Come on! Bukankah kita memiliki jadwal untuk melihat rumah idaman di daerah Nowon yang telah dipilihkan Oppa untuk aku dan Oppa tempati nanti?” tanyanya dengan alis terangkat dan tangan yang telah siap mengunci pintu, sementara Jieun hanya menampilkan cengiran lebarnya seraya melangkah keluar kamar Hyemi dengan langkah yang sedikit meloncat-loncat dan Hyemi hanya bisa tersenyum kecil melihatnya.
Ye, Gongjunim (tuan putri),” ucap Jieun dengan nada bercanda seraya menundukan kepalanya hormat pada Hyemi, seolah di depannya adalah tuan putri yang terhormat, sementara Hyemi tertawa renyah seraya menutup pintu, menguncinya, lalu menyimpan kunci kamarnya ke dalam tas merah muda.
***
Mereka berjalan beriringan menyusuri jalan setapak dengan langkah ringan. Sesekali mereka tertawa lepas karena lelucon yang dibuat oleh Jieun atau karena pernyataan polos dan wajah polos dari gadis itu. Mereka sedang mencari rumah baru untuk dihuni Hyemi suaminya kelak saat mereka—Hyemi dan suaminya—telah membereskan segala kebutuhan dan aktivitas suami Hyemi sebagai entertainer. Ya, Hyemi telah menikah beberapa minggu lalu, tepatnya beberapa hari setelah suaminya berulangtahun yang ke-27.

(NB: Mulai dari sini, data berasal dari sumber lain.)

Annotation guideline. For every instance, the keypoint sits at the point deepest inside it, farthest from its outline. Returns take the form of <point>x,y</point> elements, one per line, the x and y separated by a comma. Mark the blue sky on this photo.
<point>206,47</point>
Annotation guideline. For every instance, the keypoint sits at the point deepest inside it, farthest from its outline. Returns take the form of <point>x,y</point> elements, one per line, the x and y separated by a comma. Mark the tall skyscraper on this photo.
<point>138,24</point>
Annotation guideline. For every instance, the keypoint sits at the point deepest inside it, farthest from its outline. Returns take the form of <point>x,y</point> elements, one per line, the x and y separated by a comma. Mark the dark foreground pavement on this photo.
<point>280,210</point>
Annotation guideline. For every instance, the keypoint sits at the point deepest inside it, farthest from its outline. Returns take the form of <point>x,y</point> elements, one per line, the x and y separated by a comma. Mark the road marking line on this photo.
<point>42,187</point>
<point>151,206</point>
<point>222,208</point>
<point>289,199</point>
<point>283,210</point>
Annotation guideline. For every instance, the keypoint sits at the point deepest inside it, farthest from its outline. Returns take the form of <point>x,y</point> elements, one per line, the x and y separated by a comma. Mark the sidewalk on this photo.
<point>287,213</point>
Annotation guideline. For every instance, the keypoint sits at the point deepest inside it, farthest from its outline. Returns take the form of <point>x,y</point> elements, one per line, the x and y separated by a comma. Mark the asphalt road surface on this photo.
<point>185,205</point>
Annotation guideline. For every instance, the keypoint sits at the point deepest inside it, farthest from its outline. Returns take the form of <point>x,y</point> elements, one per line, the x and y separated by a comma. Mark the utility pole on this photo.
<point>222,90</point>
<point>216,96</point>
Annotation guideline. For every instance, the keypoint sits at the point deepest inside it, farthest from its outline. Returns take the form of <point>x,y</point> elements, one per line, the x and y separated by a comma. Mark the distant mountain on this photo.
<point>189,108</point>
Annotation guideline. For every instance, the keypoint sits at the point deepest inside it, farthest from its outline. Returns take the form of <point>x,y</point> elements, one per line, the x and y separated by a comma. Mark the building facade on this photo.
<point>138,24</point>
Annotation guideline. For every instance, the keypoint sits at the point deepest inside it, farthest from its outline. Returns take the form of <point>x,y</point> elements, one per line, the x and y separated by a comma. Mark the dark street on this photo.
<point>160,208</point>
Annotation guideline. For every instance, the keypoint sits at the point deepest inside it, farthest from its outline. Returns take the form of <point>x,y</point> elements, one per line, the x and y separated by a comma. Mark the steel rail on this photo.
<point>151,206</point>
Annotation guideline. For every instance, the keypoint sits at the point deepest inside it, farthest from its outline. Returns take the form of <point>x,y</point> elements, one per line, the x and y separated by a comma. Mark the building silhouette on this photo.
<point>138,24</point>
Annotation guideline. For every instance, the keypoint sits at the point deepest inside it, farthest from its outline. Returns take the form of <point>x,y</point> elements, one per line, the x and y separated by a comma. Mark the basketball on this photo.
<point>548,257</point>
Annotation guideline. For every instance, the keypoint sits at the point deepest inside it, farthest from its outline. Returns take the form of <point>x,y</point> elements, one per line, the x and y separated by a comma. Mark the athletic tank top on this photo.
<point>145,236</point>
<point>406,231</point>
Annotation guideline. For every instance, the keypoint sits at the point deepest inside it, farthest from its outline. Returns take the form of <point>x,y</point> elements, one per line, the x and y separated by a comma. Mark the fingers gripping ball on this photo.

Angin berhembus lembut, menerbangkan rambut halus Hyemi yang tidak tertutupi oleh topi wol birunya dan juga daun-daun kering yang telah berjatuhan dari pohon. Hyemi menghela napas, entah mengapa udara hari ini terasa lebih dingin dari hari-hari sebelumnya, padahal  ia telah memakai berlapis-lapis sweater di dalam mantel tebalnya itu, atau mungkin … itu hanya perasaannya saja? Karena sejauh hasil analisis matanya orang-orang yang juga sedang berjalan-jalan mengelilingi komplek—dan tidak memakai pakaian setebal dirinya—terlihat biasa-biasa saja dan juga tidak tampak kedinginan berlebih seperti dirinya. Begitu pula dengan yang diperlihatkan Jieun padanya. Gadis manis itu terus melangkah dengan ringan seringan awan seraya sesekali meloncat, mengambil selembar daun kering lalu menyimpannya ke dalam saku mantel merah tebal yang dipakai gadis itu, seolah dirinya adalah seorang murid TK yang tidak peduli dengan keadaan sekeliling yang malah memerhatikan setiap gerak-geriknya, entah karena merasa terganggu atau gerak-gerik gadis itu telah menjadi tontonan unik.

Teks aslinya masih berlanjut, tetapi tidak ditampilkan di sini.